Wie lange dauert die Ausbildung zum Zerspanungsmechaniker?

Die Lehre zum Zerspanungsmechaniker dauert insgesamt dreieinhalb Jahre und kann nach Beantragung und mit entsprechend guten Noten verkürzt werden.

Was verdient ein Auszubildender zum Zerspanungsmechaniker während der Ausbildung?

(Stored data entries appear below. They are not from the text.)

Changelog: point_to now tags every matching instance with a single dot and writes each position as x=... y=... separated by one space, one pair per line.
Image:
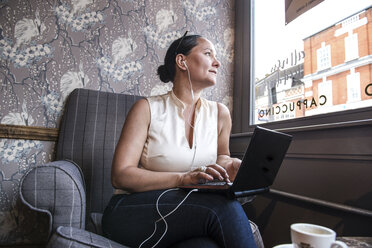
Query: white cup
x=313 y=236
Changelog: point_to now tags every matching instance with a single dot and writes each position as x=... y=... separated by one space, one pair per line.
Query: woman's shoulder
x=157 y=98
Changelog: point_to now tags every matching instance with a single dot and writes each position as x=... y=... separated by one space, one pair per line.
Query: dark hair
x=182 y=45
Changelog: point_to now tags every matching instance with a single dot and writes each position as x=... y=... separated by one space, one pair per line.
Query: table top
x=354 y=242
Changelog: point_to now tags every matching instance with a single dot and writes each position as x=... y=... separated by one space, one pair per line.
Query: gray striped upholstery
x=57 y=189
x=78 y=182
x=78 y=238
x=89 y=131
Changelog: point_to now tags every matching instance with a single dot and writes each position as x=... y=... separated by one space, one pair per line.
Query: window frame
x=243 y=94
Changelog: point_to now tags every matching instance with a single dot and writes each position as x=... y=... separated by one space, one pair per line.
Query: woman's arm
x=125 y=173
x=224 y=129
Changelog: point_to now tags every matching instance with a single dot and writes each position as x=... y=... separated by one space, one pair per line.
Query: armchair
x=74 y=189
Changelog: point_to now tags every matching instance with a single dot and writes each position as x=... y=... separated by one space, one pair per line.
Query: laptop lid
x=261 y=162
x=260 y=165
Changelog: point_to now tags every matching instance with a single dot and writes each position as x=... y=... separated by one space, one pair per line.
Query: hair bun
x=164 y=74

Die Gehaltshöhe ist stark abhängig von der Branche, in der Sie Ihre Ausbildung absolvieren. Die beiden folgenden Beispiele erklären die Problematik:

Ausbildung im Metallhandwerk (brutto pro Monat):

  1. Ausbildungsjahr: 440 bis 952 Euro
  2. Ausbildungsjahr: 500 bis 995 Euro
  3. Ausbildungsjahr: 560 bis 1.067 Euro
  4. Ausbildungsjahr: 610 bis 1.122 Euro

Ausbildung in der Metall- und Elektroindustrie (brutto pro Monat):

  1. Ausbildungsjahr: 976 bis 1.047 Euro
  2. Ausbildungsjahr: 1.029 bis 1.102 Euro
  3. Ausbildungsjahr: 1.102 bis 1.199 Euro
  4. Ausbildungsjahr: 1.141 bis 1.264 Euro

Was verdient ein Auszubildender zum Zerspanungsmechaniker nach der Ausbildung?

Das Einstiegsgehalt von Zerspanungsmechaniker liegt im Schnitt bei knapp 1.500 Euro brutto im Monat.

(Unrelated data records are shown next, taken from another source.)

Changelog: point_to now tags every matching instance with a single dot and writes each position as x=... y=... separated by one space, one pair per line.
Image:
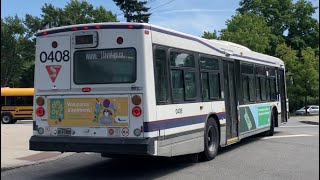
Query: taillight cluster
x=136 y=111
x=40 y=110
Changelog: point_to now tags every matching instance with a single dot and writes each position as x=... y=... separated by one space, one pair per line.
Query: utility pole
x=126 y=5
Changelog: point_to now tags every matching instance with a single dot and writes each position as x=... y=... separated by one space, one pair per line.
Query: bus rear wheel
x=6 y=118
x=273 y=119
x=211 y=140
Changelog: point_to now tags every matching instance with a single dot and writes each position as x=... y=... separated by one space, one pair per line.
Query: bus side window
x=210 y=78
x=161 y=79
x=245 y=88
x=3 y=101
x=177 y=85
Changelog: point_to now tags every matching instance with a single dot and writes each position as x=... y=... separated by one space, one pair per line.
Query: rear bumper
x=98 y=145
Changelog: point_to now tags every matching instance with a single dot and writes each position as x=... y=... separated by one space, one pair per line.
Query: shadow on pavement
x=310 y=122
x=143 y=167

Welche Voraussetzungen und Fähigkeiten sollte ein Auszubildender zum Zerspanungsmechaniker mitbringen?

Für die Ausbildung als Zerspanungsmechaniker brauchen Bewerber:

  • mindestens einen Hauptschulabschluss
  • eine gute körperliche Konstitution
  • eine gute Beobachtungsgabe
  • Fingerfertigkeit
  • eine sorgfältige Arbeitsweise
  • handwerkliches Geschick
  • Konzentrationsfähigkeit
  • technisches Verständnis

Zudem sollte Ihnen im Klaren sein, dass Sie sowohl während der Ausbildung als auch im späteren Berufsleben Schutzkleidung (Arbeitshandschuhe, Schutzbrille, Gehörschutz) tragen müssen, in den Produktionshallen oft Maschinenlärm herrscht, Metallstaub, Rauchgase und Dämpfe in der Luft liegen, Funken fliegen und scharfe Metallspäne anfallen.

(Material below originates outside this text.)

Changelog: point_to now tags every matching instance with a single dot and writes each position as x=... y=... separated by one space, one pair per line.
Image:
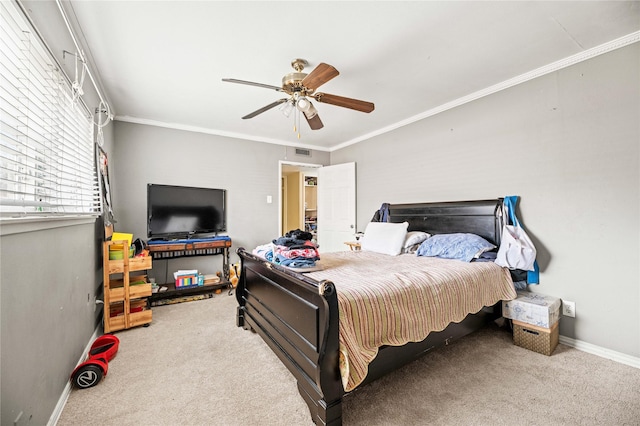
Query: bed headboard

Was lernt ein Zerspanungsmechaniker in der Berufsschule?

Im ersten und zweiten Ausbildungsjahr führt Sie der Lehrplan in Themen ein wie die manuelle und maschinengestützte Anfertigung von Bauelementen, die Herstellung von einfachen Baugruppen, die Systemwartung, spanende Fertigungsverfahren, die Inbetriebnahme von steuerungstechnischen Systemen sowie die Programmierung und Fertigung mit numerisch gesteuerten Werkzeugmaschinen.